Staff, Relatives and Friends
We are able to limit access to individual medical records so that only the doctor can access your medical information if you wish. Please discuss with the doctor.
Planning
We need to be able to plan ahead about treatments, patient numbers, etc., but this uses summary information, not personal information.
Activity and Accounting information
In order to manage the NHS, information about treatments, drugs prescribed, numbers of patients seen, etc., is needed, and hospitals and general practices provide this information in returns to various central bodies. Such information usually has personal details such as name and address removed. These returns are checked against patient files to prevent fraud as part of the NHS’s statutory obligations. NHS Fraud Office will contact patients to get their consent before records are checked.
Medical Research
Some medical research will involve patients directly (especially if taking part in clinical trials) when the circumstances will be fully explained, and the patient’s express consent required. If they do not consent, then they will not be included in the trial. Other research only requires access to medical statistics, and can greatly improve our understanding of health and how to treat patients more effectively. Generally researchers only need information about groups of people, so that no individual information is apparent. In some cases they need individual records, but wherever possible these are provided anonymously (so individuals cannot be identified).

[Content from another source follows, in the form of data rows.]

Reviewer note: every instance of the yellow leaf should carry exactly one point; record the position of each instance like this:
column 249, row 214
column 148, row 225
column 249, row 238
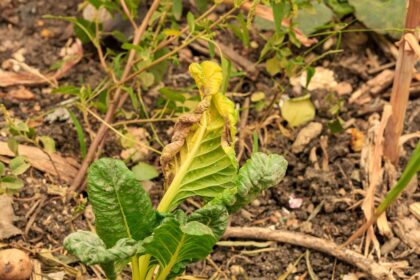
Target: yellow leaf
column 208, row 77
column 297, row 111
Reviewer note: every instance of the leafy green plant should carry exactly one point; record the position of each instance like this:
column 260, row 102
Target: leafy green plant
column 200, row 161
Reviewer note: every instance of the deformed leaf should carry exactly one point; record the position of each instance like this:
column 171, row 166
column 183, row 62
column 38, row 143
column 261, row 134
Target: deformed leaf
column 176, row 242
column 259, row 173
column 122, row 207
column 297, row 111
column 143, row 171
column 201, row 158
column 383, row 16
column 213, row 216
column 90, row 249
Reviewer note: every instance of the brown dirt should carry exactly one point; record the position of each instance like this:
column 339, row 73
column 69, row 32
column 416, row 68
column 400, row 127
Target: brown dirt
column 20, row 27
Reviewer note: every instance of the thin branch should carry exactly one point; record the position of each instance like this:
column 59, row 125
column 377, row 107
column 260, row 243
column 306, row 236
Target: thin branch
column 328, row 247
column 113, row 105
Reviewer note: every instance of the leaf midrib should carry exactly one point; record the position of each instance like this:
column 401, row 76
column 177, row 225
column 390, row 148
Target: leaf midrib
column 174, row 188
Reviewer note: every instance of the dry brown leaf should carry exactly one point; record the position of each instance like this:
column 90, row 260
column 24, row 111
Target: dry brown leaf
column 42, row 161
column 74, row 55
column 357, row 140
column 7, row 217
column 21, row 93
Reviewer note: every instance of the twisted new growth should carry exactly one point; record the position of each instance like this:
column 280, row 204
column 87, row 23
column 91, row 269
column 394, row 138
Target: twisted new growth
column 200, row 161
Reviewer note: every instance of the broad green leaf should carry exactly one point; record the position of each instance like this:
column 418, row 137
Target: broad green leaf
column 280, row 10
column 310, row 18
column 176, row 242
column 18, row 165
column 259, row 173
column 382, row 16
column 143, row 171
column 297, row 111
column 122, row 207
column 90, row 249
column 201, row 158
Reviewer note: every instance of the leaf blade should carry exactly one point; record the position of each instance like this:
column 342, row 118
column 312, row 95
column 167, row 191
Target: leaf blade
column 118, row 201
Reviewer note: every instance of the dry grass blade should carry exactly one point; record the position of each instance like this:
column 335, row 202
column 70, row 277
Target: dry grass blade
column 328, row 247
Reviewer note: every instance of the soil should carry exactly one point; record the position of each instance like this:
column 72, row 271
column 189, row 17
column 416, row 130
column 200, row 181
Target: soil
column 45, row 218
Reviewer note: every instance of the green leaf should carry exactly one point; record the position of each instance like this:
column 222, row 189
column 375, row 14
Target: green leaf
column 143, row 171
column 47, row 143
column 146, row 79
column 383, row 16
column 176, row 242
column 273, row 65
column 259, row 173
column 297, row 111
column 80, row 134
column 410, row 170
column 18, row 165
column 213, row 216
column 191, row 22
column 340, row 7
column 310, row 72
column 122, row 207
column 177, row 9
column 201, row 159
column 310, row 18
column 280, row 10
column 90, row 249
column 172, row 95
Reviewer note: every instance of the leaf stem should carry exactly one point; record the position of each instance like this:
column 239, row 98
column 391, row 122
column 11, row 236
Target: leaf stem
column 135, row 268
column 173, row 190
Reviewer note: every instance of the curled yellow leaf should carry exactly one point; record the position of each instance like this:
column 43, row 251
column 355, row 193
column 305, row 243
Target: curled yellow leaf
column 208, row 77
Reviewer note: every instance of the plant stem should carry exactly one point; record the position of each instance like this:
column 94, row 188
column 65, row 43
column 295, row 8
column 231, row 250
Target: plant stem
column 135, row 268
column 401, row 86
column 114, row 103
column 143, row 265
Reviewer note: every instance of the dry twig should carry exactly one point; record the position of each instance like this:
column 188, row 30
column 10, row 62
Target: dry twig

If researchers need access to individual medical files, we will ask patients first for their consent (and before this the researchers must present their case before an Ethics Committee to check that their research is appropriate and worthwhile). Rarely, it may not be practicable (or even possible) to contact individuals for their consent, in which case the researchers must make their case before a Confidentiality Committee to show that there is enough benefit to the public at large to justify this.
Teaching
Some medical files are needed to teach student clinicians about rare cases.
Managing the Data
We need to move electronic information between systems, extracting the data and modifying it for the next system. Occasionally, tests will need to be made on the data to check that it has been transferred correctly. This will only be done under carefully controlled confidentiality.
Other Agencies
The NHS is not the only government service to provide care e.g. Social Services, and it will be necessary for us to provide other agencies with appropriate information, but only with the patient’s express consent (or that of their relatives if the patient is too ill).